Breaking the Rules (Pushing the Limits 1.50)

Page 86

« Prev  Chapter  Next »



I busy myself by cleaning my brushes. “Just feels blue to me.” Like a bruise. A big, fat, swelling bruise that’s so raw and painful that it’s close to black, but it’s still smack-a-baseball-bat-on-the-baby-toe blue.

“I like it. It has a soulful aura.” His eyes dart around the canvas. “You continue to surprise me.”

At his feet, like if he moved a fraction of an inch he’d kick it, is the sample of my paintings and drawings he asked to see. My foot taps the floor. I don’t want to be all...please, please, please look at my paintings and love them. I’d rather he remember and me be all...oh, I totally forgot that you agreed to see a sample of my work. Silly me. I’m so happy to be in this moment that I forgot.

His attention strays from me when someone says his name, which means my fantasy isn’t going to happen so it’s time to step outside of my shell again and be forceful. “I brought the samples of my work.”

That drew back Hunter’s focus. “Let’s see it.”

I grab my bag and that would be when Noah’s ringtone sings from my cell. Part of me relaxes with relief. Another part arches my back like a cat about to attack a dog twice its size. He left this morning without a word, and has been AWOL for hours. Hours. And the moment Hunter shows interest in my work, Noah finally calls.

Hunter glances at the phone, and of course, Noah’s face and name blare from the screen. “Should you answer so that he doesn’t assume I’ve forced you drink the Kool-Aid?”

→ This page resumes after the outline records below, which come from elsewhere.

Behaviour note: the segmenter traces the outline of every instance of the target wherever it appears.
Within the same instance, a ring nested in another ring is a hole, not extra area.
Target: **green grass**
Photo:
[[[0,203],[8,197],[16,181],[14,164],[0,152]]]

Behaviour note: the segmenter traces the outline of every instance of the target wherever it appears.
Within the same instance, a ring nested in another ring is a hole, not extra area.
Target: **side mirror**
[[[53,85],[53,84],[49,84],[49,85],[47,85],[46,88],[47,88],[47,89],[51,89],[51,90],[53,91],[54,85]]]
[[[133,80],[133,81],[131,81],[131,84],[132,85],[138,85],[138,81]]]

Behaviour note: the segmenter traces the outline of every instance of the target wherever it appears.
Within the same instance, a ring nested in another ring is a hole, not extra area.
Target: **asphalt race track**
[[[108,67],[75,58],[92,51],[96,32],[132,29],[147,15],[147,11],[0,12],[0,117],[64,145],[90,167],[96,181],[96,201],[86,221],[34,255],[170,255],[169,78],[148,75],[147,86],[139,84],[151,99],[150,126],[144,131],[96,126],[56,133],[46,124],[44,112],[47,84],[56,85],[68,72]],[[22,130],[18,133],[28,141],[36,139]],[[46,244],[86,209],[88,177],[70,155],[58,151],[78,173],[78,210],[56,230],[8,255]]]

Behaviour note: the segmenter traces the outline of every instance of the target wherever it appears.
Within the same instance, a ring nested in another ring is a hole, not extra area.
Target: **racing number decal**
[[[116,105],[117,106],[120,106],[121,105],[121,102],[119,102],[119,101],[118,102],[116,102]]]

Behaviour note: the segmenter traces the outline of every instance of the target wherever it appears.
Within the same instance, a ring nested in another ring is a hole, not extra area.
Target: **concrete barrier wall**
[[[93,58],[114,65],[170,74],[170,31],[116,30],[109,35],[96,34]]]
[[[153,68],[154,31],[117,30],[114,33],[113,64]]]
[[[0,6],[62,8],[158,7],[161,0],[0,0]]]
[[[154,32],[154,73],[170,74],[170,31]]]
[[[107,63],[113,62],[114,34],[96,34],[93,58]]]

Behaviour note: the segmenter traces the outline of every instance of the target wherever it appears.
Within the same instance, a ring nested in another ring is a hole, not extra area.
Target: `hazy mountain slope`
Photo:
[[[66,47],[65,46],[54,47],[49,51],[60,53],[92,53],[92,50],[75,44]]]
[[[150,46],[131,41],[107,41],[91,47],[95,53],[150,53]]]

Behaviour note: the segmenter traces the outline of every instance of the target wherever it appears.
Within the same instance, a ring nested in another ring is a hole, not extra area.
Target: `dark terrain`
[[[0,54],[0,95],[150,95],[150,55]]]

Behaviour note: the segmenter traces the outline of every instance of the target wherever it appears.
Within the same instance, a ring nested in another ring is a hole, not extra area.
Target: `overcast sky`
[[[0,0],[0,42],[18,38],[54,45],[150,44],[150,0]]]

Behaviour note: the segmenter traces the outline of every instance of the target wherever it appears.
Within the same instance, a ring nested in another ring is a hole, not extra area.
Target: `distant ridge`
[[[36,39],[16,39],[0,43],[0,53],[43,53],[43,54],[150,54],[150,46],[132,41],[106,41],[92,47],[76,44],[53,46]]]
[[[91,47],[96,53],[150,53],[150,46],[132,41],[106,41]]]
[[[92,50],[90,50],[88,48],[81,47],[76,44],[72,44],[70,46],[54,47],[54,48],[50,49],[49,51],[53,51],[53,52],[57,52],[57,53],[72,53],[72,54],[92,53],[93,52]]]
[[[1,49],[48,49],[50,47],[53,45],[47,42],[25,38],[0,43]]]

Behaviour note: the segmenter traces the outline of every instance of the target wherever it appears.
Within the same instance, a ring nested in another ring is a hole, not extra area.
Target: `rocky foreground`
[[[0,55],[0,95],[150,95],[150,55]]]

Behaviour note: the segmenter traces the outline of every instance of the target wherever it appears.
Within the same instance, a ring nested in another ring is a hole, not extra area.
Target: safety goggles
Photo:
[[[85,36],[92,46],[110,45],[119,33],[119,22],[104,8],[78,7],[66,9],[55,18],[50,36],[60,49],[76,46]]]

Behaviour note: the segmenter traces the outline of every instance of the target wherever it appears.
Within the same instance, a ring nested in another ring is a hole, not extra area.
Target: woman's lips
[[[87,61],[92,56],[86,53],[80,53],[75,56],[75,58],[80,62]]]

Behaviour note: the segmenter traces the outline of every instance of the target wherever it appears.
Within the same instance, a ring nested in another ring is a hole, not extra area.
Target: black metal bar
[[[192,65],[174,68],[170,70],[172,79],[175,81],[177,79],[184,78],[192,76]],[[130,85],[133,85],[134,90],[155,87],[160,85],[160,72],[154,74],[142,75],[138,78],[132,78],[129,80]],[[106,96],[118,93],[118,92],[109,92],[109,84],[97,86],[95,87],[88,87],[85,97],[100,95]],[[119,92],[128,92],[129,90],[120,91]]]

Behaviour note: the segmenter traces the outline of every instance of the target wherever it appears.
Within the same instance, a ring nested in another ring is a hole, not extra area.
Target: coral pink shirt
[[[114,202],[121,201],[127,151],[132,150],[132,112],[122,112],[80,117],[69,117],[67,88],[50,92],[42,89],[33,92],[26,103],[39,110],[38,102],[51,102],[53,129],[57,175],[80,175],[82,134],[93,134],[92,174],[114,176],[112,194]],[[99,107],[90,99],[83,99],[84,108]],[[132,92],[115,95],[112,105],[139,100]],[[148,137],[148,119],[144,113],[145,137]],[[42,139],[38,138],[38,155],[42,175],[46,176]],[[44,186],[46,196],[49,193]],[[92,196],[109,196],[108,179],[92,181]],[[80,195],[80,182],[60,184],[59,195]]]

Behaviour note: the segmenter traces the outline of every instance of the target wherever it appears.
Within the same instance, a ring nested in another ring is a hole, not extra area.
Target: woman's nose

Ah, talk about seriously awkward and uncomfortable to the point I wish I would disappear. The ringtone enters supersonic. I did promise Noah I’d answer, and he did promise to go ape insane if I didn’t while I was with Hunter, but in theory that was for the first day. Besides, Noah doesn’t know that I’m here since he left.

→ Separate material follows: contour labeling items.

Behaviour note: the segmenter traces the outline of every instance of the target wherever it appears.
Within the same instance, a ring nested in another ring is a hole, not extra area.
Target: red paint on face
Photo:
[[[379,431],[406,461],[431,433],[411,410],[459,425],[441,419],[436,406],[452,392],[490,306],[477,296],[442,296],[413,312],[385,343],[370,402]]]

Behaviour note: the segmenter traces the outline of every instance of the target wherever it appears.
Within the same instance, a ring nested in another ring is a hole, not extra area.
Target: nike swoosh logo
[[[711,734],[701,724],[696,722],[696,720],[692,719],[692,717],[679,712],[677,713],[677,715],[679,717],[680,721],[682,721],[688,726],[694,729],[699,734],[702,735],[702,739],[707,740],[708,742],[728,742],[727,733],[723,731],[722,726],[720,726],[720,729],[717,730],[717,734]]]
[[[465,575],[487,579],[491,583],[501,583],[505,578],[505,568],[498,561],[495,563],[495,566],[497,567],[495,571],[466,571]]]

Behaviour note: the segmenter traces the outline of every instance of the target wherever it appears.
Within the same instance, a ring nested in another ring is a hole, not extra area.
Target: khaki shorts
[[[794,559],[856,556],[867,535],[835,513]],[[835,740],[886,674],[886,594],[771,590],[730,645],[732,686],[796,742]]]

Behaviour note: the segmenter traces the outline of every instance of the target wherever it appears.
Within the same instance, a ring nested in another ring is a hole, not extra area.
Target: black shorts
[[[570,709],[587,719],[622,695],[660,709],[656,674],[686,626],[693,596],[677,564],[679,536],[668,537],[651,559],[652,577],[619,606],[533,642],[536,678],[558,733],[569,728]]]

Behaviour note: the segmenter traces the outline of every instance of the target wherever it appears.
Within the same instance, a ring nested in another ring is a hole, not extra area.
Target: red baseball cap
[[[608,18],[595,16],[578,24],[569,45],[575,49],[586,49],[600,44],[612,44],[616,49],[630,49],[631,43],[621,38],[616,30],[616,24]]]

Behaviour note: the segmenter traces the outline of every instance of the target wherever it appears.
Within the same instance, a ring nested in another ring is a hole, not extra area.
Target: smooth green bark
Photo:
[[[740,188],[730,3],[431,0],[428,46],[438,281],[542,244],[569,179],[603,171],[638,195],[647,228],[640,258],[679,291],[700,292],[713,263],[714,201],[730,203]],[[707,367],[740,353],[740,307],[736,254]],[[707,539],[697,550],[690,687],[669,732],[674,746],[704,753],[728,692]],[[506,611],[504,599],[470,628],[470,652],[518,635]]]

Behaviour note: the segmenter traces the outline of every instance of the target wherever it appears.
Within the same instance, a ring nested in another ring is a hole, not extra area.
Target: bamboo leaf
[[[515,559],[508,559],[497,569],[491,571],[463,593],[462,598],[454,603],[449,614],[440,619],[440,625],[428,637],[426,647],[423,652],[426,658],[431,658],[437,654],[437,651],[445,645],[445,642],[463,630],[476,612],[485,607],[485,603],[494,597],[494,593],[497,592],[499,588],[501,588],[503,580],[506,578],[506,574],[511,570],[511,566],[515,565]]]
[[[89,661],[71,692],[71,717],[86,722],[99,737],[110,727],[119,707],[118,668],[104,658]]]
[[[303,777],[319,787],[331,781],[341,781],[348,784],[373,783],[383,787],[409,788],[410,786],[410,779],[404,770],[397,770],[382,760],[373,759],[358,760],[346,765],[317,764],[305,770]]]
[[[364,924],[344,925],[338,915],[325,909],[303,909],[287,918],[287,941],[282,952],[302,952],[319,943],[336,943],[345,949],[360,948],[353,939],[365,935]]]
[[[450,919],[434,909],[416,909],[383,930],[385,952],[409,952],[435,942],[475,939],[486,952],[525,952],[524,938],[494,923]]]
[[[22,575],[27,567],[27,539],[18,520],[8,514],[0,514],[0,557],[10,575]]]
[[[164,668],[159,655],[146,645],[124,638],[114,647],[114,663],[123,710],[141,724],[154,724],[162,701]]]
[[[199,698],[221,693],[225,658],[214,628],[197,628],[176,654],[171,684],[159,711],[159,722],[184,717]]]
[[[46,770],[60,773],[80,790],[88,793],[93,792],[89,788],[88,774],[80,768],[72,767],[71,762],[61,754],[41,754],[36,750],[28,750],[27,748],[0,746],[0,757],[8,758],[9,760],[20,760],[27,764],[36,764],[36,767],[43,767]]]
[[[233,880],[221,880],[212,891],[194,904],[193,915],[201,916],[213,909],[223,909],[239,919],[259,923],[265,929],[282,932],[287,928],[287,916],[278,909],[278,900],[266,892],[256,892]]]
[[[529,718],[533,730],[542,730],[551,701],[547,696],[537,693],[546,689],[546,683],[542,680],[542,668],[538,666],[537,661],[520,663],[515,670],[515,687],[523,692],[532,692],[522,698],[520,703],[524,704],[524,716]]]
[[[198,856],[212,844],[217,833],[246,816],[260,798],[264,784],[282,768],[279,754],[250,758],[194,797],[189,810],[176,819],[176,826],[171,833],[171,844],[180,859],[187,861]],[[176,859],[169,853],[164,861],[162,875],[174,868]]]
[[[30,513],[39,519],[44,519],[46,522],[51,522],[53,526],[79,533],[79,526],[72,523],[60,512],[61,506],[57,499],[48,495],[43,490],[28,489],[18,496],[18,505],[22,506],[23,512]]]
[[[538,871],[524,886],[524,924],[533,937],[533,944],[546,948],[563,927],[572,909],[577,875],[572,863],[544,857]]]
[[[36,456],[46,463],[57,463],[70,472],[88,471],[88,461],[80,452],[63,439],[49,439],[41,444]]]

“No, Noah’s cool with everything.” I’m willing Noah to be cool. “So what do you want to see first, the paintings or the drawings?”

The phone thankfully stops ringing.

“Paintings.”

“Echo,” says Meredith. “Do you want to grab some coffee?”

I blink, repeatedly, like I lied, but I’m not having the reaction over me. She has to be lying. Besides Lila, a failed few dates with an ex and then Noah, I can’t think of the last person who asked to go anywhere or do anything with me in public in years, and now she’s done it twice.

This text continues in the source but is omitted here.